初の木造衛星…京大と住友林業が世界で初めて完成した意義
京都大学と住友林業は28日、木造人工衛星「リグノサット」が完成したと発表した。木造の宇宙機は世界初で、宇宙開発で木材が使用できるかを検証する。6月4日にも宇宙航空研究開発機構(JAXA)へ実機を引き渡し、9月に米スペースXのロケットで国際宇宙ステーション(ISS)へ打ち上げる。10月に日本実験棟「きぼう」から放出後、運用を始める。運用中に取得したデータを基に、宇宙開発での木材利用の拡大を目指す。
リグノサットは木造構体の歪みや衛星内部の温度・地磁気測定、宇宙放射線の影響を調べるといった宇宙空間での木材利用性を解析し、アマチュア地上局と連携した衛星と地上との通信を実施する。10月に運用を開始し、2025年春に終了する予定。京大の土井隆雄特定教授は「誰も作ったことがない衛星を作れた。今後は2号機、3号機と大型化して実証していきたい」と意気込みを語った。

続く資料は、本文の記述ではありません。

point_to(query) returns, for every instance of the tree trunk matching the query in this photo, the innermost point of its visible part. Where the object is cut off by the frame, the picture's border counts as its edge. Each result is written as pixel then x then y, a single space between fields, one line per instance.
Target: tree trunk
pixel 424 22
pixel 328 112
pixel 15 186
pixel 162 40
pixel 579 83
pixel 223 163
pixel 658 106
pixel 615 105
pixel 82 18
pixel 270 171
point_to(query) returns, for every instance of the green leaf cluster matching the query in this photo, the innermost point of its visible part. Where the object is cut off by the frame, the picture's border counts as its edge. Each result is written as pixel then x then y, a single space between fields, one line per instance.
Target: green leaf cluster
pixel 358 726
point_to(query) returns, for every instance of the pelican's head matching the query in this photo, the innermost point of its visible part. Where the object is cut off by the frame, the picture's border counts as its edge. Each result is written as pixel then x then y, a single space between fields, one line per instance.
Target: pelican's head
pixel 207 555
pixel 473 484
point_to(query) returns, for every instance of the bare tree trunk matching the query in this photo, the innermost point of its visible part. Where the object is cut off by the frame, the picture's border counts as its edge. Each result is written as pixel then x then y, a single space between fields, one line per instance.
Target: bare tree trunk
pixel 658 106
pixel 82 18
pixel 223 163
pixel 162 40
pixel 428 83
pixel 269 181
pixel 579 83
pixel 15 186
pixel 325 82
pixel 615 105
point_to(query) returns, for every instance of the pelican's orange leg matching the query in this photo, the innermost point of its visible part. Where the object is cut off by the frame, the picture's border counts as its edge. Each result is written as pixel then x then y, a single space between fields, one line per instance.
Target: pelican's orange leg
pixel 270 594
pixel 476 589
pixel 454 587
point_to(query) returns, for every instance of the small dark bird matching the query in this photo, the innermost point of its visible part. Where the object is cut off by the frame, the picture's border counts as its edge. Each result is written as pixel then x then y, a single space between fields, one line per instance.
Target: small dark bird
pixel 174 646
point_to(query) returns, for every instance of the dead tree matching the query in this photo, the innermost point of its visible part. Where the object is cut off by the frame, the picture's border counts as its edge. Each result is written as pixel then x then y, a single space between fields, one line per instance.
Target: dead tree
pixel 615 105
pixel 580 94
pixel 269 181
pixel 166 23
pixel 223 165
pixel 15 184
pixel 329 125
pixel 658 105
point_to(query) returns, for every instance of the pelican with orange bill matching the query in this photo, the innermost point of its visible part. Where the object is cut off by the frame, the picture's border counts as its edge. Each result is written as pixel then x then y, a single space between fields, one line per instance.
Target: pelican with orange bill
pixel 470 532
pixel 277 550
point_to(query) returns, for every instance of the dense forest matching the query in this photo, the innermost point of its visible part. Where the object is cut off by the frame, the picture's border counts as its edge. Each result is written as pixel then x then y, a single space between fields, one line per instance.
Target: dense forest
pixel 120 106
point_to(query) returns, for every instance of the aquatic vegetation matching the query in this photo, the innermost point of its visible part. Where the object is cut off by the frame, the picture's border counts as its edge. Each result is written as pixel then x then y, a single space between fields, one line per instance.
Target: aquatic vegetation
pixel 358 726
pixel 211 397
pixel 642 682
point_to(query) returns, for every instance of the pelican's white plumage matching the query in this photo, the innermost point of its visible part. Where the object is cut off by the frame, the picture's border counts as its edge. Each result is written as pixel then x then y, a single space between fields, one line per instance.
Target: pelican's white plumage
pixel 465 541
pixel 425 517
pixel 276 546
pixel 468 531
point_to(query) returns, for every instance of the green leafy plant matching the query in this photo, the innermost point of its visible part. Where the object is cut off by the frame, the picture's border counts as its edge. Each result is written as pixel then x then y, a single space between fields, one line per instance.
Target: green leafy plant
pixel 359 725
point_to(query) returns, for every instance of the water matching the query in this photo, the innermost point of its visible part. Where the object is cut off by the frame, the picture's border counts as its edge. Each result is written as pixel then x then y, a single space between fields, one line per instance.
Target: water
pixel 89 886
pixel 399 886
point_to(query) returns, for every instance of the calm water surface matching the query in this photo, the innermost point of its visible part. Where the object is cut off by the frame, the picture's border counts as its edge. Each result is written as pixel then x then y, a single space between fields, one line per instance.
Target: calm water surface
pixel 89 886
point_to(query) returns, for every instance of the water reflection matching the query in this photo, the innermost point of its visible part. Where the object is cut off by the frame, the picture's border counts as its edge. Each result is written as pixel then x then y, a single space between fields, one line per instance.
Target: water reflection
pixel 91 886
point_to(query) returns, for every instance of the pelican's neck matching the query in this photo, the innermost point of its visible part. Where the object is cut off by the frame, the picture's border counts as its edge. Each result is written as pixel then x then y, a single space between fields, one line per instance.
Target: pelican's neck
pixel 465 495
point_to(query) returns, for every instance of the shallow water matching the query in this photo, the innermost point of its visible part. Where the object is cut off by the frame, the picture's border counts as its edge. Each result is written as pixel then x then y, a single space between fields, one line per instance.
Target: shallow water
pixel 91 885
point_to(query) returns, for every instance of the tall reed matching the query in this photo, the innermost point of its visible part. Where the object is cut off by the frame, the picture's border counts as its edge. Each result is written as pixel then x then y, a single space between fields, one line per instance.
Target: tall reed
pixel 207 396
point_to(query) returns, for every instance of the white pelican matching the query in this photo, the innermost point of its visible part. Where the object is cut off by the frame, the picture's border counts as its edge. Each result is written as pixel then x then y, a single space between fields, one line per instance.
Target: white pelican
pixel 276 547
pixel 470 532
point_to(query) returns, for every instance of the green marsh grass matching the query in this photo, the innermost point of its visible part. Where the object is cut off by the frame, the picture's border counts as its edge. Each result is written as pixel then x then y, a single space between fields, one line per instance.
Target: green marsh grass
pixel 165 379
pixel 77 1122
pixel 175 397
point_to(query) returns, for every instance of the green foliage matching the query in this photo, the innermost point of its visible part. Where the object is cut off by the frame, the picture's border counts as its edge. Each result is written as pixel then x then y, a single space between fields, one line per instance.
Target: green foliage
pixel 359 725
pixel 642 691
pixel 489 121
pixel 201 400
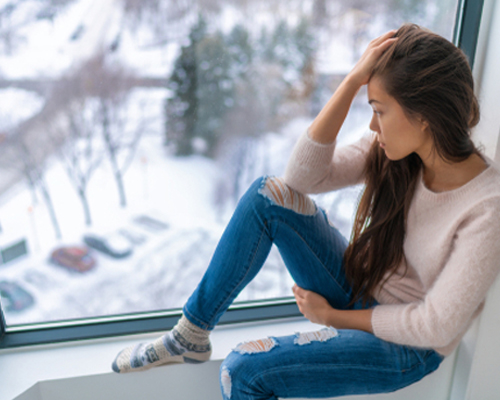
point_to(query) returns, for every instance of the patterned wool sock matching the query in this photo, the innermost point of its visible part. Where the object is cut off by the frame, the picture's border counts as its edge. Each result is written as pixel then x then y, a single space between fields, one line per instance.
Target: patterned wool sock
pixel 184 343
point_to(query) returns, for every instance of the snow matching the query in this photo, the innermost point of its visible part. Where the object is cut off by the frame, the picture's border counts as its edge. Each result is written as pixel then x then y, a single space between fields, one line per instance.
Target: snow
pixel 189 194
pixel 11 113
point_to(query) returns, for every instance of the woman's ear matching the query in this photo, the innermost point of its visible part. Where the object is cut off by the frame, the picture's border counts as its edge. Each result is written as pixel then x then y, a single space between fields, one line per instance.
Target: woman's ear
pixel 424 124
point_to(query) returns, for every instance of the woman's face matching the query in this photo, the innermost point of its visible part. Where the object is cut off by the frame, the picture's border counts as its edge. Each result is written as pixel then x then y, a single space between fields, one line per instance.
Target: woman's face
pixel 398 135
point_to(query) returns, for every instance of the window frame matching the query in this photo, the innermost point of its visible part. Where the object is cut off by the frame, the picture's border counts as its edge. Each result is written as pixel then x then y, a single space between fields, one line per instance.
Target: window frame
pixel 466 31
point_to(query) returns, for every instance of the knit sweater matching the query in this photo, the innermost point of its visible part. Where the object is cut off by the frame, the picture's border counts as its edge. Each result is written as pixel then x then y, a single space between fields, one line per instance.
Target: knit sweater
pixel 451 246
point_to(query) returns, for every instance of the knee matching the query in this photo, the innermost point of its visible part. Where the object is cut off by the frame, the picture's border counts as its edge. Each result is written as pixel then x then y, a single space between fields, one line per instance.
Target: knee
pixel 239 372
pixel 279 193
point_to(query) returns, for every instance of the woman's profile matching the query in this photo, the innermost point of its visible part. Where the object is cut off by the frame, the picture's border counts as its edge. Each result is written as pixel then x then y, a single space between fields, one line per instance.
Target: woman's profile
pixel 423 253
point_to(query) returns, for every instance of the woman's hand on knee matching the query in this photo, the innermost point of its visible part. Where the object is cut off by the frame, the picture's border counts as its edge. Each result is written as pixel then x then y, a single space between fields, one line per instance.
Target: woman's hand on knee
pixel 312 305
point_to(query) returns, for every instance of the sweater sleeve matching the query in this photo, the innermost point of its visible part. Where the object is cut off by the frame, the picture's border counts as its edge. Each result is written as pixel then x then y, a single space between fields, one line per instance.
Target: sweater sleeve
pixel 458 292
pixel 316 168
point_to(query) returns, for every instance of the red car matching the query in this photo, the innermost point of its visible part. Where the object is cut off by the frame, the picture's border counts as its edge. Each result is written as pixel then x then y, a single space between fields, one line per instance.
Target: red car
pixel 76 258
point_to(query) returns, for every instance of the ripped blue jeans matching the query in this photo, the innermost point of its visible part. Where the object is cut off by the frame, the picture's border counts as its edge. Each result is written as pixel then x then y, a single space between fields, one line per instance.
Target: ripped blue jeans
pixel 315 364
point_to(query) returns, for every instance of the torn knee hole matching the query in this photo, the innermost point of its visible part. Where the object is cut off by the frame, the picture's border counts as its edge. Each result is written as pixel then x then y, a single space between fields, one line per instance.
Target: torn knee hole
pixel 276 190
pixel 256 346
pixel 225 379
pixel 317 336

縦10センチ×横10センチ×高さ11センチメートル、重量1キログラムという手のひらに乗るくらいの大きさの超小型衛星。木製だと大気圏再突入時に完全燃焼して水蒸気と二酸化炭素(CO2)のみを生成するため、従来に比べて燃焼時に発生する微粒子が少なく、地球の気候や通信に悪影響を及ぼしにくい。また高周波電磁波を透過するためアンテナを内蔵でき、アルミニウムと同等の磁気透過性を持つため磁気を使う駆動装置が使えるという利点がある。木材を使った新たな宇宙機が実証できれば、宇宙開発も脱炭素社会の実現に貢献できると期待される。